We've had so many of these difficult-to-find-and-resolve issues over the past 6 months with Puppeteer that we've decided to just scrap it and go a different direction. I'm sure it has it's uses in other situations, but for us we just can't tolerate being dependent on something that feels so flaky to our process and that has so few options for real debugging with how we are using it, when everything else is "owned" by us and is stable.
Cheers, all.
Confirmed this is happening with current Alpine release
Downgrading from Alpine 3.20 to 3.19 fixed the issue.
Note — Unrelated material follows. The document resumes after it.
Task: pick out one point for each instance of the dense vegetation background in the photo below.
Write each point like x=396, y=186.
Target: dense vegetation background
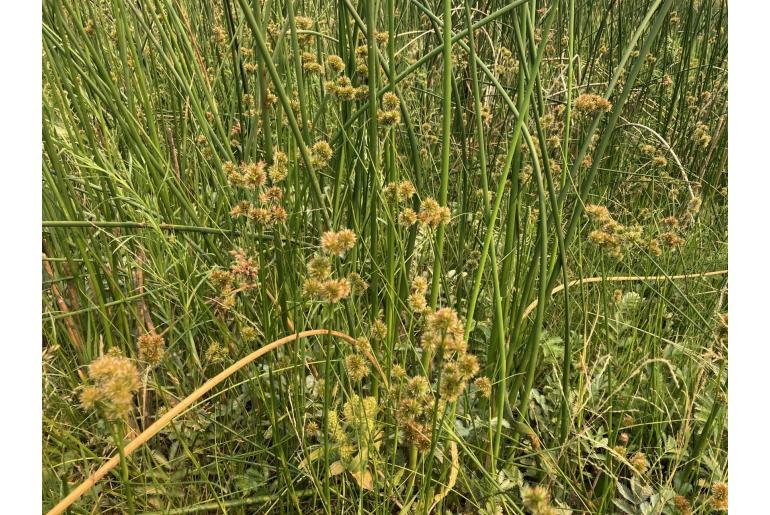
x=419, y=178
We have seen success in preventing this on alpine 3.20 by adding a --disable-gpu
flag into the launch args, e.g.
(async () => {
const puppeteer = require("puppeteer");
// Launch the browser and open a new blank page
const browser = await puppeteer.launch({args:['--no-sandbox']});
const page = await browser.newPage();
const version = await page.browser().version();
console.log("page browser version: " + version);
await page.goto('https://bbc.co.uk/news');
console.log("Page title: " + await page.title());
await browser.close();
})();
Will time out and fail with ProtocolError: Network.enable timed out
Whereas, adding the flag, e.g.
(async () => {
const puppeteer = require("puppeteer");
// Launch the browser and open a new blank page
const browser = await puppeteer.launch({args:['--no-sandbox --disable-gpu']});
const page = await browser.newPage();
const version = await page.browser().version();
console.log("page browser version: " + version);
await page.goto('https://bbc.co.uk/news');
console.log("Page title: " + await page.title());
const element = await page.waitForSelector('h1')
let value = await element.evaluate(el => el.textContent)
console.log('h1 = ' + value);
await browser.close();
})();
Outputs the expected results, we are currently assuming that chromium updated something GPU related in 127+ but are too busy trying test the fix!
related issue from alpine aports
We have seen success in preventing this on alpine 3.20 by adding a
--disable-gpu
flag into the launch args, e.g.
Thanks for mentioning this workaround. While locally and with kvm there were no problems with chrome 127.x (Ubuntu based), k8s pods did show this error (debian based image) - "disable-gpu" did help here too.